AnalysisDOGE CutsPolicy

Trump’s “Skinny” Space Budget Winners and Losers

President Donald Trump speaking after the SpaceX Demo-2 mission in 2020. Image: NASA

It’s time to play the game again! On Friday, the White House released top-line budget numbers that covered key space spenders at DoD and NASA. While there’s no guarantee this is what the final budget looks like, here’s our guide to the people, companies and concepts that stand to gain, and those that are in trouble.

The winners:

The high-level budget proposal reflects who has leverage in Trump world.

SpaceX CEO Elon Musk: Entirely by coincidence, Musk’s perch in the White House led to a lot of advantageous spending for his company. Massive cuts at NASA aren’t touching the programs SpaceX is committed to, while Musk’s Mars agenda will get a $1B increase. The company seems poised to benefit from proposed cuts to legacy Moon-landing tech and is reportedly the frontrunner in the DoD’s push for new space-based missile defenses.
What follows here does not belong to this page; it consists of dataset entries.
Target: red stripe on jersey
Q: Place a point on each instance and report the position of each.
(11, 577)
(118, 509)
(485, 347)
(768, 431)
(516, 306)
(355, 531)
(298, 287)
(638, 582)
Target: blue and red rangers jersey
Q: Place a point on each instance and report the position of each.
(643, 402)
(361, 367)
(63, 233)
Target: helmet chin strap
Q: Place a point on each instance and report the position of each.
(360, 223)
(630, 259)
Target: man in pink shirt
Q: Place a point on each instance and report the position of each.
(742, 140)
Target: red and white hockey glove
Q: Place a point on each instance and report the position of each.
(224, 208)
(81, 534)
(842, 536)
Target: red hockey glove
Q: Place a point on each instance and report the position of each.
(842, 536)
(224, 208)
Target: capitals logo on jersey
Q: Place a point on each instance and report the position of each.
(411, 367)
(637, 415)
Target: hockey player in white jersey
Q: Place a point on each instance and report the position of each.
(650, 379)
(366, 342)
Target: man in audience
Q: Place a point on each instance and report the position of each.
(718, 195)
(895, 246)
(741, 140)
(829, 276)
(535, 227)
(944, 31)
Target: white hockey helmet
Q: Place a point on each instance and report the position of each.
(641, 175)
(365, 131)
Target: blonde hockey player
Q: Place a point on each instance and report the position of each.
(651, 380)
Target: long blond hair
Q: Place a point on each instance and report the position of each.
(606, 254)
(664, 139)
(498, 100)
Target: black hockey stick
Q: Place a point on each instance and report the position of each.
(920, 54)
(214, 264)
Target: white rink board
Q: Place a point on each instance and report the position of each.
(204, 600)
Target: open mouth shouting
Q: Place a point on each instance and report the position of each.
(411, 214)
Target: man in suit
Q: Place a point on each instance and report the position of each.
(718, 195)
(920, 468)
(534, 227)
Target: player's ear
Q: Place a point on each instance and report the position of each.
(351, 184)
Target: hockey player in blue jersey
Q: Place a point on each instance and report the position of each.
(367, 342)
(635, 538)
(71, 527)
Mars believers: The cohort of folks who see Moon landings and space telescopes as a distraction from Martian settlement now have the money flowing their way. 

Hypersonics and space weapons: If your company makes hypersonic propulsion systems (Ursa Major), tests them (Rocket Lab), or plans to field novel space weapons (True Anomaly)— congratulations! You read the writing on the wall. 

People who don’t like climate science: Good news for you: This plan ditches NASA’s “low-priority climate monitoring satellites.”

Commercial as a concept: The decision to cancel SLS and Orion after two more missions in favor of (let’s be real) SpaceX and Blue Origin vehicles that don’t yet exist is a big win for “commercial space”—as is continuing to deemphasize ISS in favor of commercial stations. But is the US just replacing one set of over-schedule, over-budget, politically connected contractors with another?

Try again next time:

The spending plan also shows us who isn’t pulling weight with the new administration. 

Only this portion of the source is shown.